Taganga, Tyrona and Cartagena
26.02.2011 - 06.03.2011 30 °C
The first place we thought we could get some serious sun was on Coluombia's eastern Caribbean coast in Taganga, historically a little fishing village but now a slightly gringofied, well known spot on the backpacker trail.
Based only on appearances the place is a little grubby but beneath the slightly dingy exterior it was actually a pretty good place to spend a couple of days. We had a nice play to stay by backpacker standards, more a B&B than a hostel and although we headed to the local beach for one afternoon, our first couple of days mainly consisted of pool relaxation, Jess and I locked in a serious tanning battle. On that note, the one trip to the beach did result in some amusement when a local family asked for a photo with Jess, the whitest person they had ever seen.
Although the Caribbean sun was excellent, at some point I managed to scratch my eye, requiring a trip to the local Ophthalmologist, a Caribbean pirate style eye patch and antibiotic eye drops. The unexpected ocular injury derailed our plan to head to National Park Tyrona to camp for a couple of days and instead we stayed a little longer in Taganga until the eye came right and took a day trip into Tyrona.

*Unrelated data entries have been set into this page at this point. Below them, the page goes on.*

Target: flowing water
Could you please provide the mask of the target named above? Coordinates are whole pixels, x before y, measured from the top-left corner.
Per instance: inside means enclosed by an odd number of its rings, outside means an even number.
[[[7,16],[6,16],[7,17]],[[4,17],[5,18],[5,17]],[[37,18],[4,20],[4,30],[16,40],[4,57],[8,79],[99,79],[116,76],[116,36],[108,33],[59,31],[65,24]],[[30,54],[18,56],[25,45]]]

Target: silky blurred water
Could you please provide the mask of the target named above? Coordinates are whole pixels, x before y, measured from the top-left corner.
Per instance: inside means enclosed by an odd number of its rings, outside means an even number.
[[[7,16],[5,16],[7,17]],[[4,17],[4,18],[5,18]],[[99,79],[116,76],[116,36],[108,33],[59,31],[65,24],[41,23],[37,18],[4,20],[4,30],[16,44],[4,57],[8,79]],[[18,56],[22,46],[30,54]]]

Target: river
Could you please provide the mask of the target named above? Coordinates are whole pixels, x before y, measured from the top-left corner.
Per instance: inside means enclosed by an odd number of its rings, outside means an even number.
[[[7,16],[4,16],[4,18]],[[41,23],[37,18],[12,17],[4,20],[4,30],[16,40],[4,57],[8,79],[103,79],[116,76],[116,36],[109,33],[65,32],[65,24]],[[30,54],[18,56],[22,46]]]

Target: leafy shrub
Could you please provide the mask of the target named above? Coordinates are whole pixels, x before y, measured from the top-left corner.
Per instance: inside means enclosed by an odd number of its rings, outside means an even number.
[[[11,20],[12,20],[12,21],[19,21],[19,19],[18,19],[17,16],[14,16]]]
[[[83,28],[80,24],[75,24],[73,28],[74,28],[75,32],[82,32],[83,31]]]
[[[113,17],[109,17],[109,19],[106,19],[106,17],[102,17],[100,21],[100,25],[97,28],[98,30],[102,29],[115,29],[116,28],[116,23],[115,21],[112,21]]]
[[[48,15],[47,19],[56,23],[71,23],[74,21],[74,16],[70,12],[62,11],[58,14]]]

The scenery in the park was amazing, huge long wide stretches of beach, lined with coconut trees and littered with rocks which looked like pebbles but on a giant scale. The walking tracks take you down the coast and in each bay there are a number of places to stay, from a basic hammock to flashier cabanas. In one place you can hire a hammock right out on a rocky head land on top of the water.

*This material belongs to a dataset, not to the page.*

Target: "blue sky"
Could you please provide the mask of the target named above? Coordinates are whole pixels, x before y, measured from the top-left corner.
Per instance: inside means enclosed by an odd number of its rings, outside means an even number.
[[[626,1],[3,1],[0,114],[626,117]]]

Visiting for a day was good and gave us a a nice overview but to do the park justice you would really want to stay in one of the hammocks or cabanas by the beach, kick back and do absolutely nothing for at least a full day – that would have been absolutely amazing but my eye wasn't co-operating.
Our next stop was Cartagena, an amazing historical city that conjures classic images of Caribbean colonialism, square riggers, walled ports, cannons, pirates, treasure, plunder and booty. It is Colombia's premier tourist attraction and our final destination in South America.
Surprisingly there is no road connecting South and Central America and unless you want to bash your way through the jungle on foot you need to fly or take a boat. Flying is expensive and for not that much more you can buy passage on one of the private yachts that ply the waters between Colombia and Panama.
Organising the boat was hassle free and on arrival in Cartagena we secured a double cabin on a boat departing in three days time. Finding decent, reasonably priced accommodation in Cartagena proved more difficult and we spent the first night in a terrible cockroach infested dive. The next morning, to avoid electrocuting ourselves on the exposed wiring of our “hotel” we decided to bite the bullet and move to a more expensive and much nicer place just down the road.
The old centre of Cartagena was by far and away the best example of restored colonial architecture we have seen in South America. A constant target of pirates such as Sir Francis Drake the Spanish developed into what was hoped to be an impregnable fort, through the construction of thick city walls that still surround the city today. Inside the walls, the buildings are amazing, every street is beautifully restored and colourful flowers creep over the balconies. Apart from encountering the occasional American tour group you really felt that you were stepping back in a time and despite being touristy it was no where near as garish as Salvador or Cusco. At night you could even hire horses and carts to take you on a romantic journey around the city.
We spent our time there strolling the streets, exploring the old buildings, watching the sunset at Cafe del Mar and eating some amazing set lunches at rock bottom prices and looking wistfully at souvenirs we would love to buy but can't be bothered carrying for another couple of months.
The couple of days we had there passed in a flash and before we knew it we were boarding our boat to Central America, more than halfway through our trip.